Pour atténuer le déficit de compétences et la pénurie d’emplois qui en découlera, le Canada doit investir dans l’éducation et la formation. Il devra pour cela augmenter les transferts aux provinces afin d’assurer une éducation postsecondaire plus accessible et abordable dans les universités, collèges et programmes d’apprentissage.

En cette période qui réclame la poursuite d’investissements dans l’infrastructure, le Canada a une occasion en or d’investir dans une infrastructure nationale « verte ». Cela favoriserait la croissance d’industries vertes et pourrait faire du pays un leader en technologies et en innovation environnementales, une avenue potentiellement lucrative. En plus des retombées positives à court terme de la création d’emplois, les investissements verts protègent l’environnement et assurent des économies d’énergie et de coût constantes.

Enfin, on peut créer plus d’emplois en investissant dans les services publics qu’en baissant les impôts, en plus d’améliorer le niveau de vie de tous les Canadiens. Avec le vieillissement de la génération des baby-boomers, les soins aux aînés – déjà débordés – subiront des pressions additionnelles. Il faut de toute urgence élaborer une stratégie nationale et hausser le financement destiné aux soins publics de longue durée. De plus, un programme national d’éducation de la petite enfance et de garde à l’enfance permettrait à un plus grand nombre de parents de jeunes enfants d’entrer dans le marché du travail. Des programmes de logement abordable et d’aide sociale assurent un soutien essentiel aux plus vulnérables. Les programmes de loisirs, les bibliothèques et le transport en commun viennent aussi en aide aux nombreuses familles qui ont dû réduire leurs dépenses à cause du ralentissement économique.

En période de déficit, les dépenses publiques favorisent l’emploi tout en créant des actifs durables pour les générations futures.

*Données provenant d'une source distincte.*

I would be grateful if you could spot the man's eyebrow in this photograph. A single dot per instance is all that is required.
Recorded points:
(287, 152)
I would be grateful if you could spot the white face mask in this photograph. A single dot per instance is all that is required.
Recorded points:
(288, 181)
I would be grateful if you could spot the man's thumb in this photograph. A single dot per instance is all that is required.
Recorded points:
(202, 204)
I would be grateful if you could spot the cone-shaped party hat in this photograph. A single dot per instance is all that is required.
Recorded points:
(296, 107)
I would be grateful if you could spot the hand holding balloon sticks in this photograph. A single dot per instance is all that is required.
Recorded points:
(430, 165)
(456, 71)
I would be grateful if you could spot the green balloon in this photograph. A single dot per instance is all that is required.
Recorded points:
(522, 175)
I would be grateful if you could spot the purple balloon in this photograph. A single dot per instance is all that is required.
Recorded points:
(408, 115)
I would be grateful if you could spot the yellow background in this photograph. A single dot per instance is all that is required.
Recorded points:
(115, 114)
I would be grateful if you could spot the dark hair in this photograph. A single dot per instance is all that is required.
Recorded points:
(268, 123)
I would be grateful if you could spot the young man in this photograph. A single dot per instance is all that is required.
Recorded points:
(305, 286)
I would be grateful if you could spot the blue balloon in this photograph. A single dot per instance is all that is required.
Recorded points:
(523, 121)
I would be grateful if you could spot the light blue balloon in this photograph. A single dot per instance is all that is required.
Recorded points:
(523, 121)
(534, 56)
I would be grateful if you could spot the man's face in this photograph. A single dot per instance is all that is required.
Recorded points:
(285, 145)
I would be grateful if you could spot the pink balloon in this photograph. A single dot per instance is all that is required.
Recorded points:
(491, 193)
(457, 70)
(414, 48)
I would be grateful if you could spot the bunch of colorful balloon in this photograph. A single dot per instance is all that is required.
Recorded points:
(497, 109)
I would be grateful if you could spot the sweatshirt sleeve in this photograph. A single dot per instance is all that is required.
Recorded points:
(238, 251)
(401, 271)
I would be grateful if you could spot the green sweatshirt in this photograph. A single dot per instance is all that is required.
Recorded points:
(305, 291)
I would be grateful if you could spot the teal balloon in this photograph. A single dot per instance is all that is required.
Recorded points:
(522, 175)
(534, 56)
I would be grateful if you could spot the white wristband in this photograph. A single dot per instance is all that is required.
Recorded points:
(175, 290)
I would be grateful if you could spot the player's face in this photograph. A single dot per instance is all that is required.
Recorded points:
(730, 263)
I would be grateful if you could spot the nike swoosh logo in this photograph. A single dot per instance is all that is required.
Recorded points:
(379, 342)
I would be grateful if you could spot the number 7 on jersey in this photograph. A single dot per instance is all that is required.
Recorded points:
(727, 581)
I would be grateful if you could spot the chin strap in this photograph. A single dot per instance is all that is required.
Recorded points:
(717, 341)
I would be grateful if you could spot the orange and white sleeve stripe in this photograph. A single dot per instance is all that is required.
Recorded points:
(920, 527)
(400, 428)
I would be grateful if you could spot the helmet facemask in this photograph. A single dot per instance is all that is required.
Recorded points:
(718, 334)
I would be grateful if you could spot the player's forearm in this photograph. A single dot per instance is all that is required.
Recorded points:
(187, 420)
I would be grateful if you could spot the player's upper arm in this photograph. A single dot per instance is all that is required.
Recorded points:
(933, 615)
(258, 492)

Investir aujourd’hui dans l’amélioration du bien-être économique et social de demain ne doit pas être perçu comme un fardeau financier. Si nous ne nous intéressons qu’à l’élimination d’un déficit gérable et que nous oublions d’investir dans l’avenir, nous laisserons à la prochaine génération un héritage de déséquilibre social dont les effets pourraient se faire sentir pendant des décennies.